Decision time for the GST is drawing dear. No doubt there will be a number of unforeseen consequences which will require fixing after the event. All the modelling and Senate inquiries in the world will not be able to fully predict human behaviour and the introduction of a new tax will inevitably affect economic behaviour which will in turn affect the impact of the tax. The Government has made the obligatory promise that no-one will be worse off. The promise is obligatory because in modern politics every interest group is capable of squealing disproportionately to any inconvenience change might bring. The promise is silly because inevitably such a major change cannot be beneficial to everyone. So the promise must be taken with a grain of salt.
Of more importance is the question of whether the tax changes overall will on balance be beneficial. The answer to that question is almost certainly yes. Australia must change its tax mix. It must broaden it to include services and it must tax the act or consumption more and the acts of wealth generation, like income and employment, less.

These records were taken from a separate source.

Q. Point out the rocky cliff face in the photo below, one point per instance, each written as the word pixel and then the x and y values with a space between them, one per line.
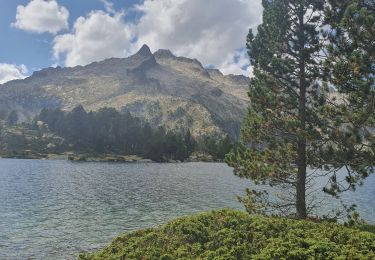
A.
pixel 170 91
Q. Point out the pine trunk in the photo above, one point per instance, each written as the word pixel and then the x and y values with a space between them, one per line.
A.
pixel 301 145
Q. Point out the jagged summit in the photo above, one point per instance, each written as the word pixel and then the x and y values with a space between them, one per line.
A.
pixel 144 51
pixel 163 53
pixel 161 88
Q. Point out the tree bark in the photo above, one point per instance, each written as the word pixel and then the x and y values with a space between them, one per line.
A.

The last days of Senate hearings were taken up with the question of compensation for pensioners. As the Government had made a separate promise that the pension would reach 25 per cent of average weekly earnings, any compensation would get absorbed in that and they would be no better off under the GST. Indeed they would be worse off because their pension would not buy as much if food were taxed. This may be so. The answer would be to increase the pension promise a few percentage points to account for the GST, so that the pension would be 27 or 18 per cent of weekly earnings.